Where an apartment building now stands, there once stood an imposing Edwardian mansion that was cloaked in secrecy. Built in 1902 by John C. Edwards, the building at 345 Laurier Ave. E., next to Prime Minister Mackenzie King’s residence, served in the Second World War as an outpost of the British government’s Code and Cypher School at Bletchley Park. A disarming plaque beside the mansion’s front door identified the residence as a “National Research Council Annex.” As a result, nobody in the neighbourhood, except King, knew that its occupants were engaged in clandestine work aimed at helping the Allies’ war effort.
Pre-war Intelligence
Prior to the eruption of the Second World War in September 1939, Canada depended on Britain for foreign intelligence information. All this changed in 1940, however, after several wealthy Canadian benefactors provided the National Research Council (NRC) with much-needed funds for military research, writes Diana Pepall in the Historical Society of Ottawa pamphlet “Canada’s Bletchley Park.” From this windfall, the NRC allocated money to set up a code-breaking bureau that would enable the Sandy Hill spies to decode messages they were intercepting from the post office, cable offices, and listening stations.

Pearson Promises
In the wake of these generous contributions, NRC established the so-called Examination Unit in June 1941. The team would be administered by NRC but report to the Department of External Affairs. Lester B. Pearson, then assistant under-secretary of state for External Affairs, played a prominent role in recruiting staff for the bureau, and his involvement in the operations became even more apparent after it moved to 345 Laurier in 1942. Pearson arranged for the mansion’s plaque and asked that “two dispatch riders complete with their bicycles” be supplied. The unit’s original mandate was to intercept the communications of Germany and Vichy France — in particular because of possible sympathizers among Quebecois. After Japan’s entry into the war, Japanese messages were intercepted and decoded but German messages were dropped from the mandate.

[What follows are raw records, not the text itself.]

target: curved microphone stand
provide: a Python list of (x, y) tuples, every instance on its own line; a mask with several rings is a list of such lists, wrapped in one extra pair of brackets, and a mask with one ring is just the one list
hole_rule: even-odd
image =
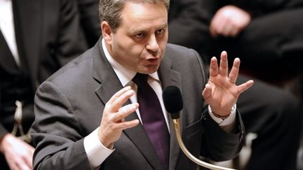
[(173, 119), (173, 121), (175, 125), (175, 132), (176, 133), (177, 140), (179, 143), (179, 146), (181, 148), (181, 150), (185, 154), (185, 155), (187, 155), (187, 157), (189, 158), (192, 162), (203, 167), (208, 168), (210, 169), (214, 169), (214, 170), (235, 170), (234, 169), (229, 169), (229, 168), (226, 168), (226, 167), (219, 167), (211, 164), (208, 164), (207, 162), (200, 160), (199, 159), (196, 158), (193, 155), (191, 155), (191, 153), (190, 153), (189, 151), (187, 150), (187, 148), (185, 147), (183, 141), (182, 140), (181, 135), (180, 133), (180, 119)]

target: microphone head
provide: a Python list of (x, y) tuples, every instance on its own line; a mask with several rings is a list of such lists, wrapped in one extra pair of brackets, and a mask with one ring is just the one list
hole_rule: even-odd
[(183, 108), (183, 99), (181, 91), (177, 86), (170, 85), (163, 92), (162, 97), (166, 111), (173, 119), (180, 118), (180, 111)]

Colleagues in Code-breaking
Sylvia Gellman (née Abelson) worked in the Japanese section on the second floor, a young typist with a newly minted diploma from the Willis Business College. Now 95, Gellman recalls: “I typed decoded messages, sealed them in envelopes, and then arranged for them to be delivered to the Department of External Affairs. It was a most exciting part of my life.” Herbert Norman, who then headed up the Special Intelligence Unit, worked on the third floor. Born in Japan to Canadian missionary parents, Norman would later attract controversy after the Americans accused him of being a Communist; Canadian authorities concluded the allegation was groundless, but a distraught Norman died of suicide in 1957 when the old charge resurfaced. However, in the 1940s, none of this suspicion hovered over him. Gellman remembers only a “very quiet man.” Thanks to the British government’s lifting of the veil of secrecy from Bletchley Park and its out-stations, Gellman received a badge commemorating her work.